Where nanotechnology and medicine appear in the same sentence, you’ll often hear futuristic tales of impossibly small robots that will one day voyage into our bloodstreams on search-and-destroy missions. Actually, nanomedicine is already with us, albeit somewhat less heroically, and has been for years.
Look no further than your local drugstore, where pregnancy tests rely on gold nanoparticles to reflect red light—or not—and thereby reveal the presence of pregnancy-related hormones in a woman’s urine. While you’re at the drugstore, you can also pick up sunscreen containing nanoparticles of zinc oxide or insoles infused with silver nanoparticles to kill bacteria.
But the high hopes for nanomedicine extend far beyond the drugstore. Medicine and nanotechnology are a natural pairing because life itself is a nanoscale phenomenon. Where biology is concerned, the nanoscale is where the action is—amino acids, proteins, DNA, viruses—all are measured in nanometers. The study (and perchance the cure) of disease will increasingly take place where it begins—at the cellular and subcellular level.
The fact that nanomedicine operates at the same scale as our component proteins is cause for sobriety as well as excitement.

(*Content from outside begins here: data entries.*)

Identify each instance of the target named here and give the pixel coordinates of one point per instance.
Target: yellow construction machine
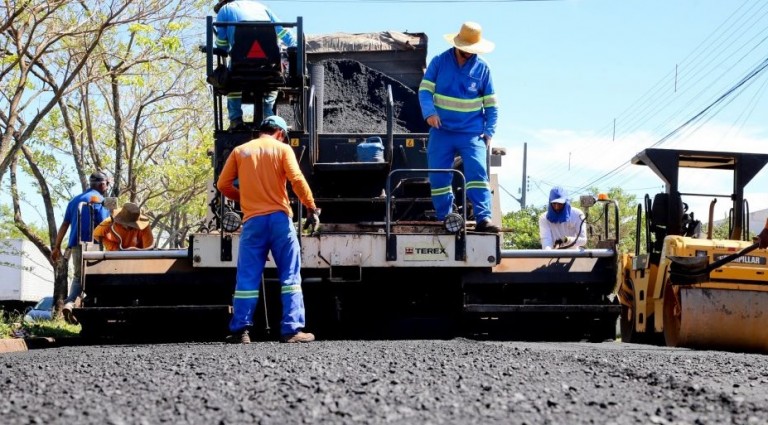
(688, 289)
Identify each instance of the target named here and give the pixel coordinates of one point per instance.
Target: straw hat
(130, 216)
(470, 39)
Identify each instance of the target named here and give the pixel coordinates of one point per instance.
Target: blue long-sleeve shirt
(247, 10)
(463, 97)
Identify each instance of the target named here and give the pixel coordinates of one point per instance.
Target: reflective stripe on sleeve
(290, 289)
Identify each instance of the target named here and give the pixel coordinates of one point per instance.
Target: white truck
(26, 276)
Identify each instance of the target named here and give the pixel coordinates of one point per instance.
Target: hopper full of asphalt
(417, 381)
(355, 101)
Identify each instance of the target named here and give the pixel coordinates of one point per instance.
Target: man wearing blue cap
(253, 11)
(84, 212)
(562, 226)
(262, 167)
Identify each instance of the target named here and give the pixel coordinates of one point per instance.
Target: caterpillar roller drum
(687, 289)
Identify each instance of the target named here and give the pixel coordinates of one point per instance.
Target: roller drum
(710, 318)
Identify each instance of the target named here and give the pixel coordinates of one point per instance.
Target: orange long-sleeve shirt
(263, 166)
(111, 236)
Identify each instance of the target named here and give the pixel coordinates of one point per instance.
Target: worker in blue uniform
(458, 102)
(246, 10)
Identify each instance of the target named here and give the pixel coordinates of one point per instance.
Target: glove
(313, 219)
(762, 239)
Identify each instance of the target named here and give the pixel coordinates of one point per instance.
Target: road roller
(685, 288)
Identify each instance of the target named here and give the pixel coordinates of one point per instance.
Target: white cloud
(575, 159)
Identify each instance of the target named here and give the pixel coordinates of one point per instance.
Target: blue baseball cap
(276, 121)
(558, 195)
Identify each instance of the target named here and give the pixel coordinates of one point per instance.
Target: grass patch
(12, 325)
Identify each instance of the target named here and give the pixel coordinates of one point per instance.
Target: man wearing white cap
(562, 226)
(458, 102)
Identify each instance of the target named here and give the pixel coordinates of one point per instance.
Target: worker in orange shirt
(126, 229)
(262, 167)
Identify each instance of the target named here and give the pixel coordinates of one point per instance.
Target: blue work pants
(261, 234)
(441, 151)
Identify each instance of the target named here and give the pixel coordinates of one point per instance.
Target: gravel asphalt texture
(406, 381)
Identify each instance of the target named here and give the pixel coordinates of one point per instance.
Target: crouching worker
(262, 168)
(126, 229)
(562, 226)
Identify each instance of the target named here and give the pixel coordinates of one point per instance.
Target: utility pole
(524, 190)
(525, 171)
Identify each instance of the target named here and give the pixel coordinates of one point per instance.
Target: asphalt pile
(412, 381)
(355, 101)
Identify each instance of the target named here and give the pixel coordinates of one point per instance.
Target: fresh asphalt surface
(407, 381)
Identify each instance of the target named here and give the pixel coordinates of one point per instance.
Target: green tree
(114, 86)
(524, 226)
(627, 219)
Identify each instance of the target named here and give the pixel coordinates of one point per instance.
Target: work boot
(67, 312)
(298, 337)
(239, 337)
(236, 124)
(486, 226)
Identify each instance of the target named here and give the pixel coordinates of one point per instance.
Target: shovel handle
(729, 258)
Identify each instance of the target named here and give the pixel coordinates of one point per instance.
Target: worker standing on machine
(127, 229)
(562, 226)
(79, 212)
(246, 10)
(458, 102)
(262, 167)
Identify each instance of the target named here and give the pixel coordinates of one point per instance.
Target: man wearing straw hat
(128, 229)
(458, 102)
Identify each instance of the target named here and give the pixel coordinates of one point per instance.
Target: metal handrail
(559, 253)
(388, 193)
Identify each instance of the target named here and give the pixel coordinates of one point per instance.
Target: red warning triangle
(256, 51)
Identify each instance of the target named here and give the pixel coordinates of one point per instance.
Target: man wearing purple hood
(562, 226)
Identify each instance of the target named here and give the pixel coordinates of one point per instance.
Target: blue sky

If little is known so far about the potential for nanoscale medicines to heal, even less is known about their potential to harm. Future research will necessarily walk a careful line, pursuing our hopes for nanomedicine while addressing justifiable concerns.
Among the highest hopes for nanomedicine is nothing less than a cure for cancer. Equally promising is the possibility of extremely targeted and controlled drug delivery, using nanoscale encapsulation methods that are designed to release their medicine at just the right time and place. Nanostructures also seem destined to assist with diagnosis of disease, bringing improvements in imaging and detection of the body’s subtlest biochemical signals.
But what, you ask, has nanomedicine done for us lately? Or more to the point, what will it do for us soon? The most intriguing developments in nanomedicine are still just that—under development.